House Arrest and Ban on Publication

Jan Baptist van Helmont closely followed the controversy between the Marburg professor Rudolf Goclenius the Younger and the Belgian Jesuit Jean Roberti. In 1617 the latter had rejected the healing method of magnetic wound healing with the “sympathetic powder” published by Goclenius in 1608. A manuscript by van Helmont with extensive support of the point of view of the Protestant professor was published against his will by Roberti. His ideas brought him into conflict with the Roman Catholic Church. In 1625 the Spanish Inquisition (responsible for the Spanish Netherlands) condemned 27 statements as heresy, presumptuous arrogance, proximity to Lutheran and Calvinist doctrine. The University of Leuven rejected his teachings because they were inspired by Paracelsus. From 1633 to 1636 he was under house arrest.

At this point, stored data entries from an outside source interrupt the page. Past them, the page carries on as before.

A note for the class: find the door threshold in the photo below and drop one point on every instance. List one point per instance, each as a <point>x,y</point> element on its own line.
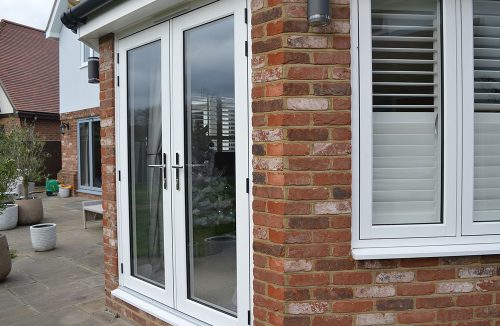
<point>155,309</point>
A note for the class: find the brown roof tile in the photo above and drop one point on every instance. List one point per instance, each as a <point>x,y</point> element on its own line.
<point>29,68</point>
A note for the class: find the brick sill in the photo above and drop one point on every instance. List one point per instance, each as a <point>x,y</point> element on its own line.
<point>155,309</point>
<point>479,249</point>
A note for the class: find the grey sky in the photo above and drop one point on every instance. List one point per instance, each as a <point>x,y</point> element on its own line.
<point>34,13</point>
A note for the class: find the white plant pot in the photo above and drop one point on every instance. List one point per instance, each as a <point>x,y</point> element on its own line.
<point>64,192</point>
<point>43,236</point>
<point>8,217</point>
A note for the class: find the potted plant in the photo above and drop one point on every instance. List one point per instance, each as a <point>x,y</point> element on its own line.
<point>27,151</point>
<point>214,211</point>
<point>64,190</point>
<point>43,236</point>
<point>8,210</point>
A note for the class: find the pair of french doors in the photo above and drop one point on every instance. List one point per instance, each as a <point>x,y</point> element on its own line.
<point>184,211</point>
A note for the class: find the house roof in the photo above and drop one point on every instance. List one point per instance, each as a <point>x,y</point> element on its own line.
<point>29,68</point>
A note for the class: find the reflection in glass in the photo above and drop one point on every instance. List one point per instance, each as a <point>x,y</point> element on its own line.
<point>84,154</point>
<point>210,174</point>
<point>486,111</point>
<point>96,154</point>
<point>406,50</point>
<point>145,148</point>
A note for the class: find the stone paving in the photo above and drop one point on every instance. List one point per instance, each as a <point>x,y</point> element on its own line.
<point>64,286</point>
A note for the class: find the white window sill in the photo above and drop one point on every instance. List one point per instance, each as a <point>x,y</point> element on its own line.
<point>426,251</point>
<point>90,192</point>
<point>167,314</point>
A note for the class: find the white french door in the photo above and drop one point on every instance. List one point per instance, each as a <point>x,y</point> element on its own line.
<point>184,208</point>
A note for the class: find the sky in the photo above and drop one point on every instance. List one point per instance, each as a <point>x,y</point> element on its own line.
<point>34,13</point>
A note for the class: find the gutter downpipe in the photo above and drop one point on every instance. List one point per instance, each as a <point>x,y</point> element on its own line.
<point>77,15</point>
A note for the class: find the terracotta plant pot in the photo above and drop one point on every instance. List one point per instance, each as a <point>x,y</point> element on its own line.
<point>8,217</point>
<point>43,236</point>
<point>30,211</point>
<point>5,262</point>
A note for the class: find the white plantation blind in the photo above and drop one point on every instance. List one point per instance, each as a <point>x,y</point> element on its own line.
<point>406,112</point>
<point>486,111</point>
<point>216,116</point>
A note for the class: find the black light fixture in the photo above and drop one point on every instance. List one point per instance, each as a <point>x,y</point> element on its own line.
<point>63,127</point>
<point>318,12</point>
<point>93,70</point>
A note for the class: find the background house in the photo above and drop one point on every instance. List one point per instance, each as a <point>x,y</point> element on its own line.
<point>29,86</point>
<point>79,102</point>
<point>312,251</point>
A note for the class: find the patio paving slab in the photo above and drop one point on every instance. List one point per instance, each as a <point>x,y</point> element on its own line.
<point>64,286</point>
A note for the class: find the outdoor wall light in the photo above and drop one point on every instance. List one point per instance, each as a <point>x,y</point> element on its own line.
<point>63,127</point>
<point>318,12</point>
<point>93,70</point>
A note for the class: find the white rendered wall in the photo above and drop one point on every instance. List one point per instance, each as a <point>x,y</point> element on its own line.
<point>75,92</point>
<point>5,105</point>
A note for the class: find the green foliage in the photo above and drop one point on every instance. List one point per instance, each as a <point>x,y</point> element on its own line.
<point>26,150</point>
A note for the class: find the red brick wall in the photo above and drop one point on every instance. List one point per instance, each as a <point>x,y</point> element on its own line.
<point>304,273</point>
<point>48,129</point>
<point>9,122</point>
<point>69,148</point>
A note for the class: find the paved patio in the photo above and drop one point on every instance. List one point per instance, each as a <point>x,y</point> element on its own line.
<point>64,286</point>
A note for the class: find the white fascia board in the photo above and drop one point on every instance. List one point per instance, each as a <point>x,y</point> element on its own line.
<point>116,18</point>
<point>54,24</point>
<point>6,106</point>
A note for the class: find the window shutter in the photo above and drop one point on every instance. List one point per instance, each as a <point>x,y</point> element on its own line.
<point>406,112</point>
<point>486,111</point>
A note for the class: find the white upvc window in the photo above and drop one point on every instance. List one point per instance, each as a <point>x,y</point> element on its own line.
<point>85,53</point>
<point>426,138</point>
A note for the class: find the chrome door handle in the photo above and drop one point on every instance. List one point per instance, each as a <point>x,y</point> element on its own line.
<point>177,166</point>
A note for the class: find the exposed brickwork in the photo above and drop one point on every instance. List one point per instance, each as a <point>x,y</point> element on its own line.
<point>304,273</point>
<point>69,144</point>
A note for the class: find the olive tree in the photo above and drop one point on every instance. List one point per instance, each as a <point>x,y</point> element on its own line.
<point>27,151</point>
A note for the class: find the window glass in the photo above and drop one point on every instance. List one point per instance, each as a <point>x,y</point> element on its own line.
<point>406,112</point>
<point>486,111</point>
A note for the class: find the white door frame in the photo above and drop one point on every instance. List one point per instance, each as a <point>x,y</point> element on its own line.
<point>177,296</point>
<point>156,33</point>
<point>193,19</point>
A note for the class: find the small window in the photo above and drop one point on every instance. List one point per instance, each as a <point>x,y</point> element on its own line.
<point>89,155</point>
<point>427,128</point>
<point>86,53</point>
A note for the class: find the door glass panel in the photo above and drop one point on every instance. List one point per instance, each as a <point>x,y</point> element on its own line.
<point>210,172</point>
<point>84,154</point>
<point>145,150</point>
<point>96,154</point>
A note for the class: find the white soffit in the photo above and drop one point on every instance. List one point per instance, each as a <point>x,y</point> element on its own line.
<point>54,24</point>
<point>118,17</point>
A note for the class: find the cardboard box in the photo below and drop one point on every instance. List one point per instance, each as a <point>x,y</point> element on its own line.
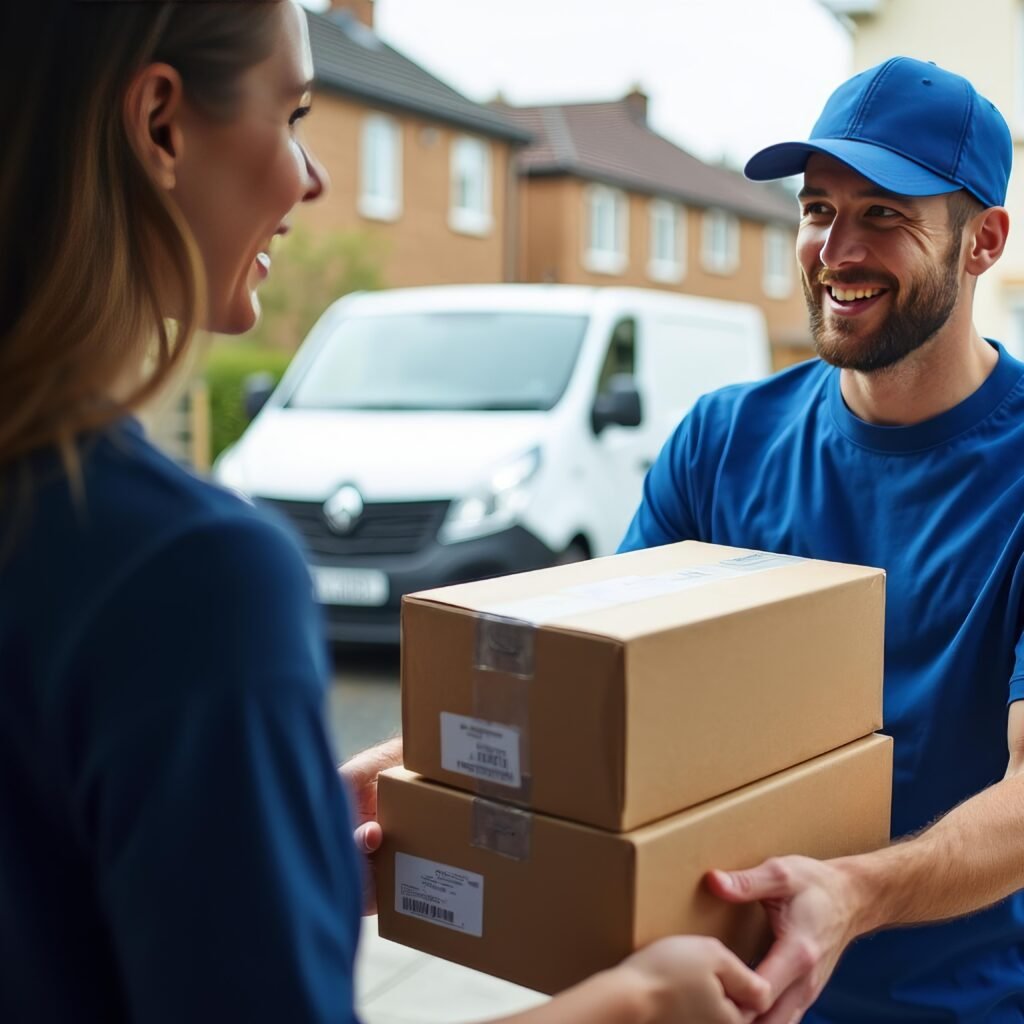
<point>564,900</point>
<point>621,690</point>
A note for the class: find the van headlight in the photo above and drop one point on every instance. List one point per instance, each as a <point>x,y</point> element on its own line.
<point>496,505</point>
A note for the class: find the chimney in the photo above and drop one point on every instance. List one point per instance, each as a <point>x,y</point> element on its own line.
<point>361,10</point>
<point>636,104</point>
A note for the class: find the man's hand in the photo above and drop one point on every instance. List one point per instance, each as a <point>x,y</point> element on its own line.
<point>814,910</point>
<point>359,773</point>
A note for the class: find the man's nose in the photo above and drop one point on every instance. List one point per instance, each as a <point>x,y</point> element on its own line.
<point>842,246</point>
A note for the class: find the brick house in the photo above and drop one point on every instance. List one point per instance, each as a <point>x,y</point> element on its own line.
<point>423,171</point>
<point>607,201</point>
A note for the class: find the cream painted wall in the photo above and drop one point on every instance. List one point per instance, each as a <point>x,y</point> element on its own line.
<point>988,51</point>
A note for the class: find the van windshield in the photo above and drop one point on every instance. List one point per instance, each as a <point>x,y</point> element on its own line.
<point>443,360</point>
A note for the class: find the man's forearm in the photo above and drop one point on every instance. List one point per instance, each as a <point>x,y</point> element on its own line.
<point>968,860</point>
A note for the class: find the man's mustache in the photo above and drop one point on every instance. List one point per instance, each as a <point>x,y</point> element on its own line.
<point>847,278</point>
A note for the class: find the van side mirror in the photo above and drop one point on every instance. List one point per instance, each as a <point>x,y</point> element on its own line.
<point>617,404</point>
<point>256,388</point>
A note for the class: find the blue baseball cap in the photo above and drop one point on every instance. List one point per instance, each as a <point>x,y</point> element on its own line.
<point>908,126</point>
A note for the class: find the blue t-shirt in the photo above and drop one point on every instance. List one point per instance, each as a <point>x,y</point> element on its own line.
<point>782,465</point>
<point>174,839</point>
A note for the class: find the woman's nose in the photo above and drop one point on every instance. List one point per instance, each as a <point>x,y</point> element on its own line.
<point>318,181</point>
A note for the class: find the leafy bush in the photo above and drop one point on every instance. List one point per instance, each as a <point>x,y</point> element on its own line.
<point>309,272</point>
<point>227,366</point>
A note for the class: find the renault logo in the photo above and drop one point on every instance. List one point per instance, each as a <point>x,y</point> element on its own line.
<point>343,509</point>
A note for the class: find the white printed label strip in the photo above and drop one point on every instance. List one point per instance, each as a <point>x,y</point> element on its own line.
<point>623,590</point>
<point>487,751</point>
<point>438,893</point>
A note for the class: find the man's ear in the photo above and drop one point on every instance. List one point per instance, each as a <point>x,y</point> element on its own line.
<point>985,239</point>
<point>153,110</point>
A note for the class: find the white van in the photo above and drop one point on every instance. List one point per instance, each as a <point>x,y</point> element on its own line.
<point>431,435</point>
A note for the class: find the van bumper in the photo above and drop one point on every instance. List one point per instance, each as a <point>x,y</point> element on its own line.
<point>514,550</point>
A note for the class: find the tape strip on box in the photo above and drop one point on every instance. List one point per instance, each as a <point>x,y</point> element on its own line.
<point>503,673</point>
<point>505,645</point>
<point>501,828</point>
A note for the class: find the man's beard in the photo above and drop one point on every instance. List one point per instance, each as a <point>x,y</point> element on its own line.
<point>923,311</point>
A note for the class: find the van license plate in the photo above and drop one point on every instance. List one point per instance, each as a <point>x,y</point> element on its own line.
<point>368,588</point>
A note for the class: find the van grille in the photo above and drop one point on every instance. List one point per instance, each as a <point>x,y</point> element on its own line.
<point>384,528</point>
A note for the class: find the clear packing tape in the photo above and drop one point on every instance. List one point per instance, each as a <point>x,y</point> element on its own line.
<point>505,651</point>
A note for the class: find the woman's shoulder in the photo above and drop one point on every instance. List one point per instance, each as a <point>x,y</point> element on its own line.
<point>138,523</point>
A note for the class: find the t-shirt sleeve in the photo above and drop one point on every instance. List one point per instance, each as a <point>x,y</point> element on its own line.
<point>204,790</point>
<point>1017,679</point>
<point>668,510</point>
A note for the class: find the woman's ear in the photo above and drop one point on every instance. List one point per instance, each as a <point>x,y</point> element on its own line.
<point>153,120</point>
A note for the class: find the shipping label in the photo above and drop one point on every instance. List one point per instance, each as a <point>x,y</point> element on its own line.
<point>438,893</point>
<point>486,751</point>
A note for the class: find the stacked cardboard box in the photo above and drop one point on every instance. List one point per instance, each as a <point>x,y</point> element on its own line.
<point>588,740</point>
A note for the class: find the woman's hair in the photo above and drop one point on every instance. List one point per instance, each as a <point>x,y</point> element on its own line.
<point>88,243</point>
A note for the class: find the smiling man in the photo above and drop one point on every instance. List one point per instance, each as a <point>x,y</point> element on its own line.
<point>902,446</point>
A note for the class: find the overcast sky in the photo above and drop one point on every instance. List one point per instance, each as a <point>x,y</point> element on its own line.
<point>724,77</point>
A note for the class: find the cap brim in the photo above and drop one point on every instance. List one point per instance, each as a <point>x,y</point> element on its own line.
<point>885,168</point>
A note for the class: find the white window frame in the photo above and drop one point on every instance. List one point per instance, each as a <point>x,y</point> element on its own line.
<point>667,266</point>
<point>720,242</point>
<point>470,159</point>
<point>779,260</point>
<point>1019,73</point>
<point>605,244</point>
<point>380,168</point>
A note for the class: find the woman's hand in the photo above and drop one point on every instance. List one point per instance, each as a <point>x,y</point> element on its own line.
<point>359,773</point>
<point>694,979</point>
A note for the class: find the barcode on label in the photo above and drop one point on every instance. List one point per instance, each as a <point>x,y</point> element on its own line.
<point>425,909</point>
<point>486,771</point>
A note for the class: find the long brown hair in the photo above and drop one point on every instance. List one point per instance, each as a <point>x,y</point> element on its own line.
<point>87,241</point>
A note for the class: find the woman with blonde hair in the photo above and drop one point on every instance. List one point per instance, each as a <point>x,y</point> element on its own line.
<point>176,844</point>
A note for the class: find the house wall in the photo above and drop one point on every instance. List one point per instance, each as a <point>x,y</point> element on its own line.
<point>553,241</point>
<point>419,247</point>
<point>992,59</point>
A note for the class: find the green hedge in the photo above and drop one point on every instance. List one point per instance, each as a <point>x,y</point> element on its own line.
<point>226,368</point>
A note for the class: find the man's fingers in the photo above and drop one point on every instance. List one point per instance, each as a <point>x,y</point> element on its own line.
<point>788,1008</point>
<point>743,986</point>
<point>767,881</point>
<point>787,964</point>
<point>369,837</point>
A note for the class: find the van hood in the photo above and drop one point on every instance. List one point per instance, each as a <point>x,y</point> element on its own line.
<point>306,455</point>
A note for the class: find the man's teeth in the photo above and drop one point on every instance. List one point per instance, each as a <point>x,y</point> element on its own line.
<point>848,295</point>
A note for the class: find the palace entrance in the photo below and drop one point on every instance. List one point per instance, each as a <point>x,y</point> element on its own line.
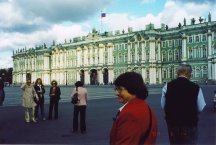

The persecutions by the church did not end until 1642, when he received the imprimatur for a treatise on fever. Therefore he could not publish between 1624 and 1642, until shortly before his death. Full rehabilitation did not take place until 1646 after his death.

Hero and Fool

During his lifetime, Jan Baptiste van Helmont was known as both, “hero and fool” because his “combination of mysticism, magic, alchemy, and new science irritated even his contemporaries”. Robert Boyle was one of Helmont’s admirers, but even Boyle could not really understand how van Helmont one the one hand made numerous important discoveries and on the other hand “could also produce such unscientific nonsense” [6]. Historians note that Helmont’s works are difficult to understand because often, his scientific writing is mixed with nonscientific discourses on such things as religious metaphysics and cosmology. For instance, Helmont apparently believed in spontaneous generation, that the philosophers’ stone could be used to turn other metals into gold and that applying salve to the weapon that caused a wound would promote healing of the wound. Unfortunately, Helmont later got arrested and convicted of heresy under the Spanish Inquisition for his publication on the matter.